Deep Reinforcement Learning
Reinforcement learning is a framework for solving control tasks (also called decision problems) by building agents that learn from the environment by interacting with it through trial and error and receiving rewards (positive or negative) as unique feedback. In AI, particularly reinforcement learning (RL), a control task refers to a problem where an agent must make sequential decisions to achieve a goal. These are often modeled as Markov Decision Processes (MDPs) or Partially Observable MDPs (POMDPs). The Markov Property implies that our agent needs only the current state to decide what action to take and not the history of all the states and actions they took before.
- state, action, reward and next state
- S0, A0, R1, S1 The agent’s goal is to maximize its cumulative reward, called the expected return.
- State s: is a complete description of the state of the world (there is no hidden information). In a fully observed environment.
- Observation o: is a partial description of the state. In a partially observed environment.
The Action space is the set of all possible actions in an environment. The actions can come from a discrete or continuous space.
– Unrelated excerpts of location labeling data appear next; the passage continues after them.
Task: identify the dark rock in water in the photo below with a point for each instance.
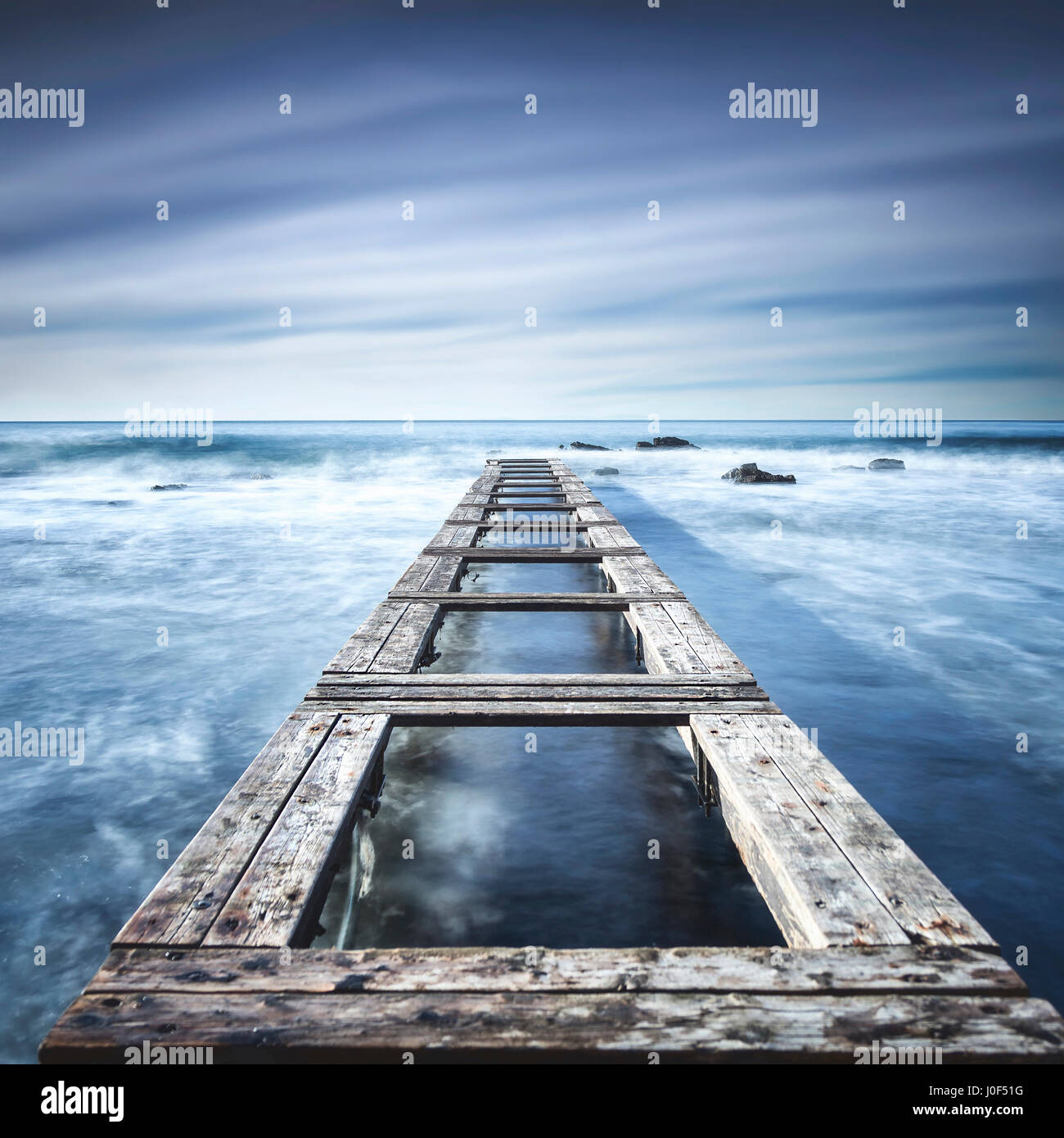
(749, 472)
(665, 440)
(673, 440)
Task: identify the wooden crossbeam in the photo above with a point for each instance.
(880, 948)
(535, 553)
(530, 603)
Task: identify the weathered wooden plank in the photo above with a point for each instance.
(579, 527)
(673, 693)
(516, 711)
(908, 969)
(530, 553)
(618, 1026)
(537, 507)
(408, 641)
(638, 575)
(547, 680)
(676, 639)
(279, 893)
(362, 648)
(812, 890)
(918, 901)
(183, 905)
(393, 639)
(528, 603)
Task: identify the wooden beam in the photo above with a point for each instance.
(620, 1027)
(277, 899)
(901, 969)
(186, 902)
(528, 603)
(495, 711)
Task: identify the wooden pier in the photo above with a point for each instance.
(877, 949)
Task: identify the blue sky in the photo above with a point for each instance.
(427, 318)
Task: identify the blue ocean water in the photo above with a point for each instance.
(178, 627)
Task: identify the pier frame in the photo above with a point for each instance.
(877, 947)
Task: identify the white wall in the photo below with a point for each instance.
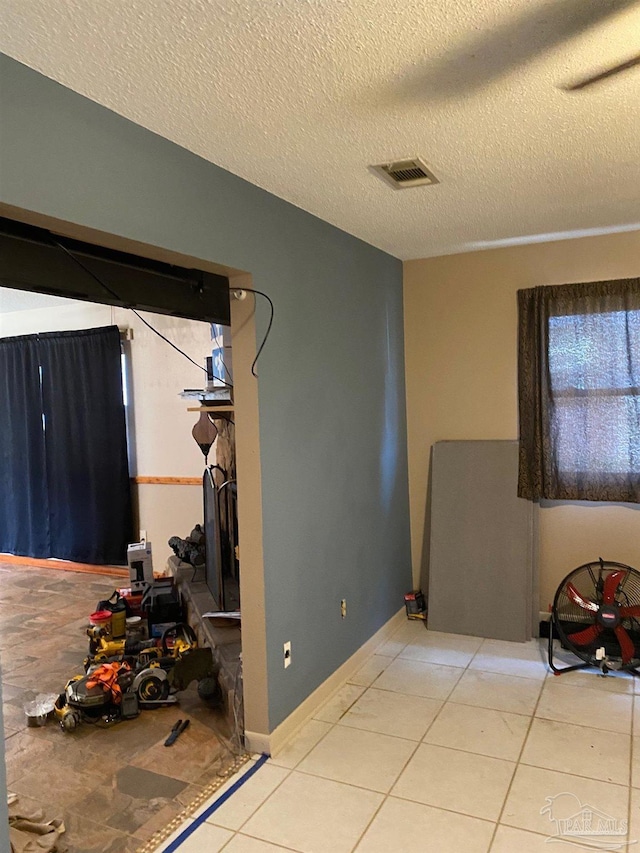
(461, 363)
(161, 423)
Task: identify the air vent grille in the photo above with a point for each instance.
(410, 172)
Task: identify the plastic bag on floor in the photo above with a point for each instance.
(30, 833)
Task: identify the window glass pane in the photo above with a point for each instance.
(591, 351)
(595, 419)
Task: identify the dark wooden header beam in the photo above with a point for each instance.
(32, 259)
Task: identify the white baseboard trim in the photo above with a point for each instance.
(274, 742)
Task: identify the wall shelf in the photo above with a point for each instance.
(218, 409)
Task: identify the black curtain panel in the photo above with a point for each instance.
(81, 427)
(579, 391)
(24, 505)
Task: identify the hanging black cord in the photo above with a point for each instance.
(266, 334)
(129, 307)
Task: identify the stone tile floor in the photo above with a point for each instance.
(113, 787)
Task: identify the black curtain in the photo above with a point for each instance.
(63, 450)
(579, 391)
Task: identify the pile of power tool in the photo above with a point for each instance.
(123, 676)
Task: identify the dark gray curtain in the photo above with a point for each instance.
(579, 391)
(63, 448)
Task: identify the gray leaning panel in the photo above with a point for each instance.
(482, 568)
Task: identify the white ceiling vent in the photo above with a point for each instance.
(411, 172)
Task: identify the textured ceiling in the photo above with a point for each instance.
(300, 96)
(24, 300)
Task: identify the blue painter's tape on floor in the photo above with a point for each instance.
(222, 799)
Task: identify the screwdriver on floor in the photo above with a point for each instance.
(176, 731)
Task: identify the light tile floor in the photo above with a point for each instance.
(449, 744)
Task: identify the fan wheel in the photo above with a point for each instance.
(153, 689)
(597, 606)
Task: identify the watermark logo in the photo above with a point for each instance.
(582, 824)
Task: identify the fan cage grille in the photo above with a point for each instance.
(570, 618)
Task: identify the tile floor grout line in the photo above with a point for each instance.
(385, 796)
(631, 753)
(515, 770)
(220, 801)
(262, 802)
(256, 838)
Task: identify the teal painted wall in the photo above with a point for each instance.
(331, 389)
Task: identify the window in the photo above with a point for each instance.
(579, 384)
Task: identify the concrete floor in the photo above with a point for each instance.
(113, 787)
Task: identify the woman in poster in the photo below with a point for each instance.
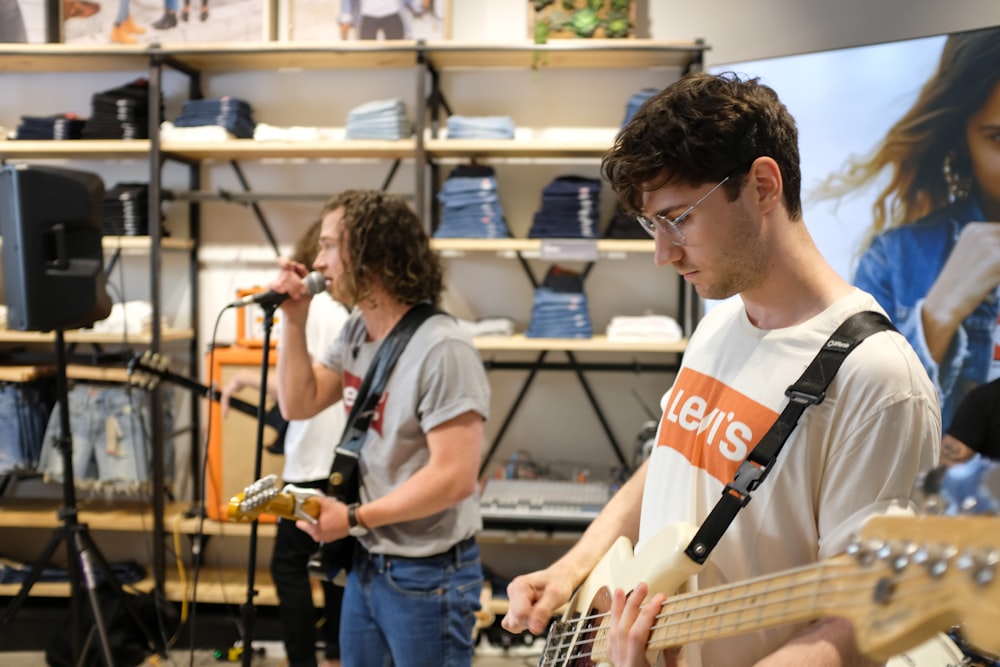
(933, 261)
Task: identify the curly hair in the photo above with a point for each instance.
(915, 149)
(386, 244)
(699, 130)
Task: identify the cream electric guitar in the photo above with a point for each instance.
(901, 582)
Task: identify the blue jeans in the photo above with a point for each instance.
(411, 612)
(107, 429)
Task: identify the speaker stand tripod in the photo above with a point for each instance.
(82, 553)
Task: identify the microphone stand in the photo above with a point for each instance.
(247, 610)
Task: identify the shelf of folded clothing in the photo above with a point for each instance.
(385, 54)
(73, 57)
(95, 338)
(520, 343)
(609, 247)
(140, 243)
(76, 149)
(566, 53)
(248, 149)
(98, 514)
(514, 148)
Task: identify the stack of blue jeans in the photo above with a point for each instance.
(379, 119)
(470, 207)
(560, 309)
(120, 113)
(108, 424)
(229, 112)
(480, 127)
(61, 126)
(637, 100)
(24, 411)
(569, 209)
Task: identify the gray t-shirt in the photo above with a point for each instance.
(438, 377)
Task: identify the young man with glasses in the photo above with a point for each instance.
(710, 168)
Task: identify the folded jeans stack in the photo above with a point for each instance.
(470, 207)
(57, 127)
(480, 127)
(234, 114)
(379, 119)
(24, 411)
(569, 209)
(121, 112)
(560, 309)
(125, 210)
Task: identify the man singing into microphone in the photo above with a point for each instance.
(416, 578)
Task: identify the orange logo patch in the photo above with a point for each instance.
(352, 384)
(712, 425)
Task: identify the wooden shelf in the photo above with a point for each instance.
(140, 243)
(581, 54)
(83, 336)
(514, 148)
(295, 56)
(534, 246)
(119, 515)
(521, 343)
(76, 149)
(248, 149)
(72, 58)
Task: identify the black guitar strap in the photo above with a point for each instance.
(343, 473)
(810, 389)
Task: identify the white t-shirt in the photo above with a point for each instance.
(310, 443)
(851, 456)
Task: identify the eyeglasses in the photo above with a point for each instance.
(672, 228)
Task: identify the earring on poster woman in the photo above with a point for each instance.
(959, 186)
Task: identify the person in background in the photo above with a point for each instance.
(975, 428)
(710, 168)
(370, 17)
(934, 260)
(12, 22)
(124, 29)
(309, 446)
(413, 590)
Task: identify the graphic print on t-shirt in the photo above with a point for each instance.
(352, 384)
(711, 424)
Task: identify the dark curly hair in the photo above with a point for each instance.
(701, 129)
(386, 242)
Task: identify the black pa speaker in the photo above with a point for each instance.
(53, 265)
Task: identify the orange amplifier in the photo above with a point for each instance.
(250, 322)
(232, 441)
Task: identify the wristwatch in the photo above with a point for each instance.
(355, 528)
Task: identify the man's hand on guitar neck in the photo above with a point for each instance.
(631, 624)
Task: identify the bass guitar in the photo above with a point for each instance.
(147, 369)
(901, 582)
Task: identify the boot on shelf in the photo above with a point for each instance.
(132, 27)
(121, 35)
(167, 21)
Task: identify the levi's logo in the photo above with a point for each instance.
(352, 384)
(712, 425)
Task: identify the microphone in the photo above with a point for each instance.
(315, 282)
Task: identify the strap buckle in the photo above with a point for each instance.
(803, 397)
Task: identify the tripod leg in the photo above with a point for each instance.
(153, 640)
(90, 583)
(36, 573)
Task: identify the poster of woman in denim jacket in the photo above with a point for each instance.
(933, 261)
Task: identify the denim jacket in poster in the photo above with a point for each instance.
(899, 269)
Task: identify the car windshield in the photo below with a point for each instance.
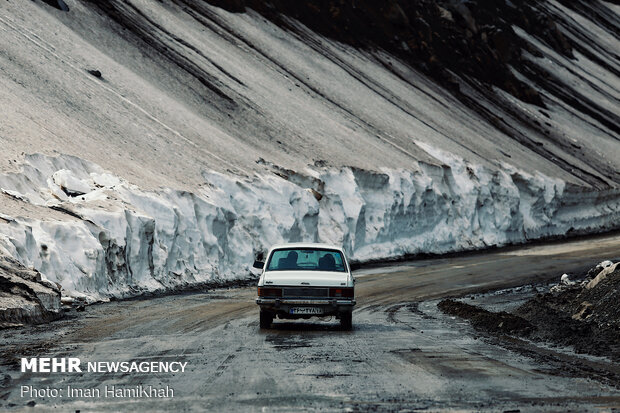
(291, 259)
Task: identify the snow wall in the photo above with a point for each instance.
(120, 240)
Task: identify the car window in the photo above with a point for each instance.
(291, 259)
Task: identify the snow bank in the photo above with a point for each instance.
(128, 240)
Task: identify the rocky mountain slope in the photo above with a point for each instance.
(154, 144)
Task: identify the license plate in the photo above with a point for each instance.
(306, 310)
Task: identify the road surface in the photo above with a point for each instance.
(402, 354)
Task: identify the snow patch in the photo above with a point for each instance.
(130, 240)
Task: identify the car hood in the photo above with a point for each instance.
(309, 278)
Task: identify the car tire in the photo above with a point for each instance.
(265, 319)
(346, 321)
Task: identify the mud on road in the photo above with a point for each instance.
(402, 354)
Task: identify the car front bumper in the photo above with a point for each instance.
(282, 306)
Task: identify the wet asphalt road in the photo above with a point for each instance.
(402, 354)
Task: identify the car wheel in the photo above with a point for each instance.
(346, 321)
(265, 319)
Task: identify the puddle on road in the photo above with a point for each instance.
(287, 341)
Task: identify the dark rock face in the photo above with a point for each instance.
(469, 38)
(24, 297)
(472, 48)
(467, 41)
(59, 4)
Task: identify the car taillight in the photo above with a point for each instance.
(269, 292)
(341, 292)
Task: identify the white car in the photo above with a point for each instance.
(303, 281)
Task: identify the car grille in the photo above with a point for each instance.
(305, 292)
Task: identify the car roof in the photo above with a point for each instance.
(309, 245)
- Episodic task : In this case, we have a starting point and an ending point (a terminal state). This creates an episode: a list of States, Actions, Rewards, and new States.
- Continuing tasks : These are tasks that continue forever (no terminal state). In this case, the agent must learn how to choose the best actions and simultaneously interact with the environment.
- Exploration is exploring the environment by trying random actions in order to find more information about the environment.
- Exploitation is exploiting known information to maximize the reward.
The Policy π: the agent’s brain This Policy is the function we want to learn, our goal is to find the optimal policy π*, the policy that maximizes expected return when the agent acts according to it. We find this π* through training.
- Policy-based methods (Directly) : we learn a policy function directly.
- Deterministic
- Stochastic
- Value-based methods (Indirectly) : we learn a value function that maps a state to the expected value of being at that state.